Nine wildfires burning on more than 14 square miles in California's San Diego County forced thousands to flee their homes Wednesday. National Public Radio
reported closures of a college campus and Legoland California as well. No injuries have been reported.
Firefighters worked in temperatures near 100 degrees and gusting winds. The fire consumed brush and trees dried out by drought. When another blaze broke out Wednesday afternoon, around 21,000 evacuation notices were sent to residents and the California State University campus, where almost 10,000 students were evacuated. At least five structures were destroyed, but authorities aren't sure how man of them were homes.
In the coastal city of Carlsbad—30 miles north of San Diego—the Legoland amusement park had to close after the fire caused a power outage. Schools also closed and aren't expected to open until next week. Already the fire has consumed an eight-unit condominium complex and damaged eight homes and two businesses.
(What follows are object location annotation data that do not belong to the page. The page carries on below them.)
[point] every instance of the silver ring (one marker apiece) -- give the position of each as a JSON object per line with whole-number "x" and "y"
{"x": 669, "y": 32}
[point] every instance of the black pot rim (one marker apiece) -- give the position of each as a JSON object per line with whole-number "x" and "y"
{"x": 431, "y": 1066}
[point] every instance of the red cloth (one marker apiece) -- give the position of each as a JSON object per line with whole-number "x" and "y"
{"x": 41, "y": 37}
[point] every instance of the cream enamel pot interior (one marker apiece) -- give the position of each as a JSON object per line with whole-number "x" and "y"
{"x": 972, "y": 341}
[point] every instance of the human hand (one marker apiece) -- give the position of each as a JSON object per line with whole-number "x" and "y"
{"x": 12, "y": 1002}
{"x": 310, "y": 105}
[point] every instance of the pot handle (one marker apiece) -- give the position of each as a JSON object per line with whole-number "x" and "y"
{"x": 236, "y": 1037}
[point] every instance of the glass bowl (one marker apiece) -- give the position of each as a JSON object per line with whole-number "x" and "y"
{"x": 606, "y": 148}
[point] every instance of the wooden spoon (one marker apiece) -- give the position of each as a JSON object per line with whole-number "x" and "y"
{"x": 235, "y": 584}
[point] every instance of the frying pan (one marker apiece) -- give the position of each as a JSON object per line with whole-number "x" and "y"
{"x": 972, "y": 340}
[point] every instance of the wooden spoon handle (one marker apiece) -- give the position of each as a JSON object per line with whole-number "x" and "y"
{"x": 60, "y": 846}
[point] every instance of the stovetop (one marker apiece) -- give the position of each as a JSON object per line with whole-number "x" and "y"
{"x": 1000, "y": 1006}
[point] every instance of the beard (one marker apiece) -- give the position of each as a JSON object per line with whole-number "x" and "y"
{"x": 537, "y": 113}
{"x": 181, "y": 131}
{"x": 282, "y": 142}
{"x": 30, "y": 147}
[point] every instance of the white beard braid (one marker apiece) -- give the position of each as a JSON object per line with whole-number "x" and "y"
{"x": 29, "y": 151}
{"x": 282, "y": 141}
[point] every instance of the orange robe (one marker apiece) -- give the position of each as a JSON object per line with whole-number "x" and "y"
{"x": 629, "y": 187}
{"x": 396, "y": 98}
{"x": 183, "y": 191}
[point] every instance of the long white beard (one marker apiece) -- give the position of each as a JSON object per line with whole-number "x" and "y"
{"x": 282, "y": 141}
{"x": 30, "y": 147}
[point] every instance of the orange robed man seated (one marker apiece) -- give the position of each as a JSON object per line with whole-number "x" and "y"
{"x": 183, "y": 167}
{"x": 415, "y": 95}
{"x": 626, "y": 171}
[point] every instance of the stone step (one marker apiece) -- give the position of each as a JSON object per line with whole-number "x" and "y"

Thousands were asked to evacuate their homes as well.
The city's fire chief said these fires were unprecedented in his 27-year firefighting career.
"This is May, this is unbelievable. This is something we should see in October," Chief Michael Davis said. "I haven't seen it this hot, this dry, this long in May."
Ten percent of the blaze was contained by early Wednesday evening. Another fire scorched 6,000 acres on and around the Camp Pendleton Marine base, but evacuations were over by the evening there.
California Gov. Jerry Brown declared a state of emergency for San Diego County, freeing up special resources and funding for the fire fighting. Drought conditions in the state have made fire danger extremely high.
The current fire season outlook, according to the Boise-based National Interagency Fire Center (NIFC), predicts significant fire activity will continue through May in California, southern Arizona, southwestern New Mexico and southern Alaska. By June, areas of concern will expand to northern California, Nevada and most of Oregon.